For a few weeks now, Marcia and I have been talking about taking a mini-vacation. Living in our small little town is paradise but it’s good to get out, every now and then. Adventure is good for the soul.
Saturday, Marcia and I headed up the coast about an hour to a small beach called Chacala, a beautiful little nothing town, off the beaten path. The waves were gentle and the bodysurfing was great. We grabbed some chelas and cacahuates for the beach and kicked it for a few hours under our slowly deteriorating umbrella. We really needed a little adventure to go on, so this was the perfect place. Loaded with tour buses from Guadalajara, Chacala is growing just a wee bit too fast for it’s own good. At the advice of another ex-pat gringo, we set out heading south of town to find a secluded beach. We stopped on a ridge overlooking the bay, a beautiful arc, with Chacala’s long wide beach in it’s pouch. We found a Guanabana tree, it’s fruit green with fleshy spikes (I took one home, but I was too eager to open the alien casing and jumped the gun before it was ripe). The road we were on had been put in as part of a project to build a luxury housing development and signs were everywhere that this sleepy little beach community is about to change, drastically. When I see that level of infrastructure, it means there is big money behind the project, Marcia joked to me about how 5 years from now we’ll be talking about how Chacala was once this sleepy little town. It was a lucidly ironic moment. We plowed through the country side, occasionally taking a wrong turn and thanking god we had the Pathfinder’s 4×4 to get us out. The soil was rich and red, it reminded me of my trip to Puerto Rico when I was a child, where the soil was blood red, as we drove through the sugarcane countryside.

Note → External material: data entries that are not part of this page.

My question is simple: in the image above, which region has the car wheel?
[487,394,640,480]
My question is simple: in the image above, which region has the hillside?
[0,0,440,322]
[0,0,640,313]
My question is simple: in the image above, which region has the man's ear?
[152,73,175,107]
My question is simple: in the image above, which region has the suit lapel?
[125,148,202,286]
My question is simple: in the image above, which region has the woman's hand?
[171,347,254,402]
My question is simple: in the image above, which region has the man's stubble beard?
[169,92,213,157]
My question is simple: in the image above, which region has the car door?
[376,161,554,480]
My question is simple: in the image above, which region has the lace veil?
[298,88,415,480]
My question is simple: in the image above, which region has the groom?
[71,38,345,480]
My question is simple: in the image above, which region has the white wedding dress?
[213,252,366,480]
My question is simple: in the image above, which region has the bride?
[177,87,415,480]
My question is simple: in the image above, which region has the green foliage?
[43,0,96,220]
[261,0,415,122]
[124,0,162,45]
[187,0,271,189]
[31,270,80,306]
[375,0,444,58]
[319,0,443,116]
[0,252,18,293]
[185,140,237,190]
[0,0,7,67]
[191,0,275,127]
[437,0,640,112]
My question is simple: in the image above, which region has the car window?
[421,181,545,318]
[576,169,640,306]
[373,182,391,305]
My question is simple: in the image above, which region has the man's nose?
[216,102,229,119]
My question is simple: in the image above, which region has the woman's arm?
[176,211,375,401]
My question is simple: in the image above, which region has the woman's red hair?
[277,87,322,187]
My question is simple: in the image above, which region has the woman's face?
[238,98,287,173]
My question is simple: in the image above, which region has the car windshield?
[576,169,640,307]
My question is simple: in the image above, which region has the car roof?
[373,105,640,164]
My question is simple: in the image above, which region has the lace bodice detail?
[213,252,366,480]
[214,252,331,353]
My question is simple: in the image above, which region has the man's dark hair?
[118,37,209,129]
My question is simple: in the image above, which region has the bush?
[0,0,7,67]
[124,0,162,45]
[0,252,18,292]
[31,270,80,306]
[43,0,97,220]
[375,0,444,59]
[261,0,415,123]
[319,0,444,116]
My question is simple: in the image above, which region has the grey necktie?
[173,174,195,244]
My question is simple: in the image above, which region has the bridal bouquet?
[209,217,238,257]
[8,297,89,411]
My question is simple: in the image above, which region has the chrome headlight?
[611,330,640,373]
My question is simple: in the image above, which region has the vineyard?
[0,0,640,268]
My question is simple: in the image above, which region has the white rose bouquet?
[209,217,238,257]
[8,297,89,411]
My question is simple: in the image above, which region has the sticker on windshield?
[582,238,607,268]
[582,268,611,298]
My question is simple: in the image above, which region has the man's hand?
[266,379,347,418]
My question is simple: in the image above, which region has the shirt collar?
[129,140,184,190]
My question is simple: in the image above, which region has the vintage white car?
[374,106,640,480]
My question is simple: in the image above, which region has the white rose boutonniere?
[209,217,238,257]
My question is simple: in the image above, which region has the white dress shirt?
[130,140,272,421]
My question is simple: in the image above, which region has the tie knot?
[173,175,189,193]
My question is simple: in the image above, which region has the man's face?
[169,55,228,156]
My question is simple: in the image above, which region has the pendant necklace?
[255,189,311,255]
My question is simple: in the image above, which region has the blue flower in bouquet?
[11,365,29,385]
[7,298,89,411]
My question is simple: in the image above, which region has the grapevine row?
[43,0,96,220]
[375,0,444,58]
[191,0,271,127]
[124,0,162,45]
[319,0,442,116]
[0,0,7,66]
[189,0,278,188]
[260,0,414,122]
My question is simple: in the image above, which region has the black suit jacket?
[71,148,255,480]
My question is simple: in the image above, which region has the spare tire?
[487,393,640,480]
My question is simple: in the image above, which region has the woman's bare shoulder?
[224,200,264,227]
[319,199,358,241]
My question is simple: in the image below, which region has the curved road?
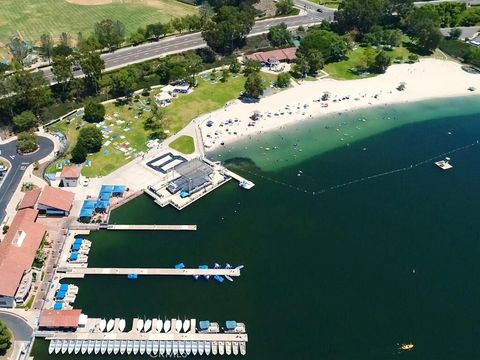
[0,136,53,221]
[40,5,334,84]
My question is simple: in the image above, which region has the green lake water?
[33,97,480,360]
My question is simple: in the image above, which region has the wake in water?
[238,140,479,196]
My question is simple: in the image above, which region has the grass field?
[47,73,276,177]
[0,0,196,43]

We ended up at a rock filled beach which I spontaneously named ‘playa pura piedra’ and so we thought we must have taken a wrong turn. Back at the gates of the development, where we had started, an old guy who I assume was the night watchmen told us that we had not taken the right way. After another false start we cut our losses and drove back to town and then to the highway.
El Cruce de Chacala is this little intersection that marks the turn-off from the highway to Chacala. Several fruit stands and a mini-super market mark the turn-off. The fruit vendors sell all kinds of fruit and on the way up here, one particular fruit caught my eye. A large green fruit with nobby, mellow spikes easily the size of a watermelon. We had talked to one of the vendors and promised to return on our way out of town. And so we did. The fruit is called a “Jaka” I may be spelling it wrong. It is the most insane fruit, split open the innards are like a shag carpet and the fruit is hidden inside the strands, cut out one by one, the fruit hides a large nut inside and the flesh tastes like a cross between mango and banana (my two favorite fruits). The texture is like no other fruit I’ve ever tasted. It has a slightly elastic feel to it almost like the snap of a twizzler without the waxy feeling and the smell has lasted in my car for an entire day since.
The day was still young and we were up for adventure, so on the way back to Bucerias, we stopped at three beach towns: Boca de Naranjo, Lo de Marcos and San Pancho. Each town had it’s own flavor and character. Boca’s beach was wide white and flat, set quite far from the town which had little signs of tourism. Lo de Marco had a charming and colorful town square and a nice wide beach loaded with palapa restaurants, definitely a tour bus destination and then San Pancho, another quaint little town with a notable gringo population. Of all the towns we visited that day, San Pancho struck me the most as the one I’d like to end up in someday when Bucerias becomes too busy. The feeling I got as I drove through the streets was one that I felt for the first few months of living in Bucerias, just a small town with a great vibe, perfect for getting lost in.
It was a wonderful getting lost in each of the towns, finding our way through them, getting to know another side of Mexico we don’t see in our day to day lives. I love getting to know Mexico, even in a town similar to mine with a large tourism pull. it’s so beautiful to see the differences and charm in all these little towns, right next to each other or at most just a few miles up the road, but entirely different places with different cultures and customs.
Mexico truly is waiting to be discovered. and I hope it never is.